Amplitude, a product development and analytics provider, announced a partnership in May 2026 to take over the Statsig brand and customer base, according to MarTech. Under this arrangement, OpenAI, which acquired Statsig last year for $1.1 billion, retains the original Statsig team, leaving Amplitude to manage the platform, roadmap, and support for a product developed by those now elsewhere.

Details of the Deal

The partnership positions Amplitude to inherit Statsig's warehouse-native architecture, which helped teams test features, manage rollouts, and run experiments in environments such as Snowflake, BigQuery, and Databricks. Statsig gained traction among AI-focused companies for its rapid pace of innovation, as noted in the partnership announcement. Amplitude's CEO, Spenser Skates, stated in a blog post that AI enables more code generation but bottlenecks remain in evaluating code, tracking releases, deciding rollbacks, and informing future development.

Reasons for the Partnership

Amplitude argues the deal addresses challenges in AI software development, where teams need systems to evaluate code before release and measure outcomes afterward. This aligns with broader trends in AI infrastructure, where experimentation and release management are becoming essential, according to MarTech. OpenAI acquired Statsig to support its shift from a research lab to an application company, focusing on experimentation and AI-driven product development, but now appears to prioritize its internal capabilities over the enterprise software business.

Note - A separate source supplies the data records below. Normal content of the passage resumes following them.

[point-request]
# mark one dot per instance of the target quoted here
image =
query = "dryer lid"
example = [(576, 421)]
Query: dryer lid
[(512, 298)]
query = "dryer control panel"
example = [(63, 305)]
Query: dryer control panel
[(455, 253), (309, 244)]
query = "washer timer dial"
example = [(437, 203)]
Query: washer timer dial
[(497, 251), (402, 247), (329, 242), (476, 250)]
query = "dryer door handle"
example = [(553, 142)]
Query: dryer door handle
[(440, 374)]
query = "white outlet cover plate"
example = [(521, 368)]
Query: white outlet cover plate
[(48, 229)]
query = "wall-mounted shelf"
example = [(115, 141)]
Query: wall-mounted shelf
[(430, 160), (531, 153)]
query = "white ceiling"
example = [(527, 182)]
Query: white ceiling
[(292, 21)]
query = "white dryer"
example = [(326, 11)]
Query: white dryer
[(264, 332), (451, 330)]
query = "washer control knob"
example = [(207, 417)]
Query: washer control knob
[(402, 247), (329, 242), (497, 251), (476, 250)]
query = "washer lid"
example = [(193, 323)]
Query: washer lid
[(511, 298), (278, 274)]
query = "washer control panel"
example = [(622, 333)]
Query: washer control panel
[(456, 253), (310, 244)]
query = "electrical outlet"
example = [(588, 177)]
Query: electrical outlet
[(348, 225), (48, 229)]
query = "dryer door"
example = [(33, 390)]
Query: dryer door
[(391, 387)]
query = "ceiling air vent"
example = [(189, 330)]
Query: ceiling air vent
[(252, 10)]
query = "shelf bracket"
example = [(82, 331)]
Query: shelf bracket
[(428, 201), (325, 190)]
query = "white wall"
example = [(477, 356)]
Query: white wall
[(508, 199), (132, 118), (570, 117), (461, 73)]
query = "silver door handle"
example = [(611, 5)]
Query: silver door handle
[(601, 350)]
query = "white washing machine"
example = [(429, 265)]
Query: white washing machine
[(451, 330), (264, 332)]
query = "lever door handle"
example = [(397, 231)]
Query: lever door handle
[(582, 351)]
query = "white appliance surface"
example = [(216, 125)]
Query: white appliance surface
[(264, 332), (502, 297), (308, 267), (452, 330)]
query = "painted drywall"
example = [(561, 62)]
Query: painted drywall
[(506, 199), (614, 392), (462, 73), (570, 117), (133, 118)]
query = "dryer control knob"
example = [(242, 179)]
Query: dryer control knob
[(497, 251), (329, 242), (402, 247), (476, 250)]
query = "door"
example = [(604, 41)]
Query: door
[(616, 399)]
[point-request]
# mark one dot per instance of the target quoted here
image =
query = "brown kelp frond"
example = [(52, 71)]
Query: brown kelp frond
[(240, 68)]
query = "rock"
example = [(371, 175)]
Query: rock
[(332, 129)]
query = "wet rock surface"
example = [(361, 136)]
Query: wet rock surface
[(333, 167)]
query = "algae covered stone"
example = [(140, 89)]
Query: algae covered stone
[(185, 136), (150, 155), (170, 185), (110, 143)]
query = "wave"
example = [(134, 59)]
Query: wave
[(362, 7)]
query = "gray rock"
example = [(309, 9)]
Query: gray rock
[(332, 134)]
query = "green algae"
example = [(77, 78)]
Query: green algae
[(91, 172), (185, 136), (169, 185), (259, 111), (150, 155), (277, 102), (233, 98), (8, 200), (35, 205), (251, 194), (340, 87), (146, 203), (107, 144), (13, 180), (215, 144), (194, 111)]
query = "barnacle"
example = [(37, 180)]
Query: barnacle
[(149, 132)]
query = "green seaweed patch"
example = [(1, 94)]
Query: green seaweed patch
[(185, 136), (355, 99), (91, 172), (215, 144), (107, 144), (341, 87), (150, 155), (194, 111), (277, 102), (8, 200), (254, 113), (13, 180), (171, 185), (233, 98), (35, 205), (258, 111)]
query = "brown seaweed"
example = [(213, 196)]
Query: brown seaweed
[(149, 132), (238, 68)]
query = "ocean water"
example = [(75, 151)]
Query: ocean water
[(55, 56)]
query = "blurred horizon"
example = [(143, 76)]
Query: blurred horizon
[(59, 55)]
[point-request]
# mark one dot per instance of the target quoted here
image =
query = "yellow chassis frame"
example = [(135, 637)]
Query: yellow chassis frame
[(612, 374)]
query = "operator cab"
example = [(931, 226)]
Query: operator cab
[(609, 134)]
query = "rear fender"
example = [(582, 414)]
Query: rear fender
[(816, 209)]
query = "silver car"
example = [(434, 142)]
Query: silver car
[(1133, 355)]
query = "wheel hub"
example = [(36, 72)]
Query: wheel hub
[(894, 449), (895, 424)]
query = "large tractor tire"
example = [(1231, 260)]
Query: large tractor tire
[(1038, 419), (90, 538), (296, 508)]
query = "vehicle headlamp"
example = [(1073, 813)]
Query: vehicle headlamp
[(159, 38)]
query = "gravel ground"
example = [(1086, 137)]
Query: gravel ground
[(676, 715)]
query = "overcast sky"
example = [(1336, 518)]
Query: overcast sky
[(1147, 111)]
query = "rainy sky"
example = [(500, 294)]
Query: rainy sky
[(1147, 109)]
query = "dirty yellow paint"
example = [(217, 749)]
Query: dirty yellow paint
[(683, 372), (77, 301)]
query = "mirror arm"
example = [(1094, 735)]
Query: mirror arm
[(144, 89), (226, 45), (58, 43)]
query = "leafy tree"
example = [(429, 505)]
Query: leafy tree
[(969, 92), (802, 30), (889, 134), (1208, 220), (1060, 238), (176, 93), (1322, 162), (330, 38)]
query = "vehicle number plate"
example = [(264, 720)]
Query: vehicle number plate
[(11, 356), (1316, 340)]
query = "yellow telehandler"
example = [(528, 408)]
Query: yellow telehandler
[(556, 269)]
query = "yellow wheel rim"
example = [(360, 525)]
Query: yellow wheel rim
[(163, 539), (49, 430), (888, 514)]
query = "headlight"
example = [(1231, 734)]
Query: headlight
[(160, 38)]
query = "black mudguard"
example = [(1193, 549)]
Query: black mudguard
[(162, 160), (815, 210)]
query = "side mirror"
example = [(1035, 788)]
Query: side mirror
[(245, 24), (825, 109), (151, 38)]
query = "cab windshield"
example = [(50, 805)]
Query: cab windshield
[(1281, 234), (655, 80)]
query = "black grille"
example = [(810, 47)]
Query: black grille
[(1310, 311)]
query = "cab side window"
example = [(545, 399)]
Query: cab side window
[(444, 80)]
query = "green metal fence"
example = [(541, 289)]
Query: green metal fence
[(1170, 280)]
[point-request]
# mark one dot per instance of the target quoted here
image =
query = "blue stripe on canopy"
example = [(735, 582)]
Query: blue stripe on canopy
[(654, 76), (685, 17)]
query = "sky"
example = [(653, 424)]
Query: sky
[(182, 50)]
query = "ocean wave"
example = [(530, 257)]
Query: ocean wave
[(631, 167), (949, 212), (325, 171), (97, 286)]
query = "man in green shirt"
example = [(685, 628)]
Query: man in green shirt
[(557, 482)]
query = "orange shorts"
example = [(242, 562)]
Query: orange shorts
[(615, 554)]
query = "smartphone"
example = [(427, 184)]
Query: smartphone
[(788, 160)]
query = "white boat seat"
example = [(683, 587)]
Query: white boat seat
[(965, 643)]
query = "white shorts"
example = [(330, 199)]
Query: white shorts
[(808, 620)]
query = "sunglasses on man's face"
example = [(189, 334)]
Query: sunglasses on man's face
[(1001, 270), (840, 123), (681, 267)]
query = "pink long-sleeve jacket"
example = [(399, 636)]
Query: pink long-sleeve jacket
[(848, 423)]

Potential Risks for Customers

Optimizely CEO Alex Atzberger criticized the deal, calling it "a race car without a driver" because Amplitude gains the code and customer relationships without the original engineers and experts. This structure raises concerns that innovation may slow and support could diminish for Statsig customers, who valued its technical flexibility. Additionally, Amplitude now has overlapping experimentation and analytics capabilities with Statsig, potentially leading to consolidation where one capability is shut down, as Atzberger pointed out. Customers might face changes in pricing, roadmap priorities, or data architecture, prompting them to consider alternatives, according to MarTech. As a widely-known context, the AI market's rapid reorganization around operational tooling could amplify these uncertainties for B2B SaaS revenue teams relying on such platforms.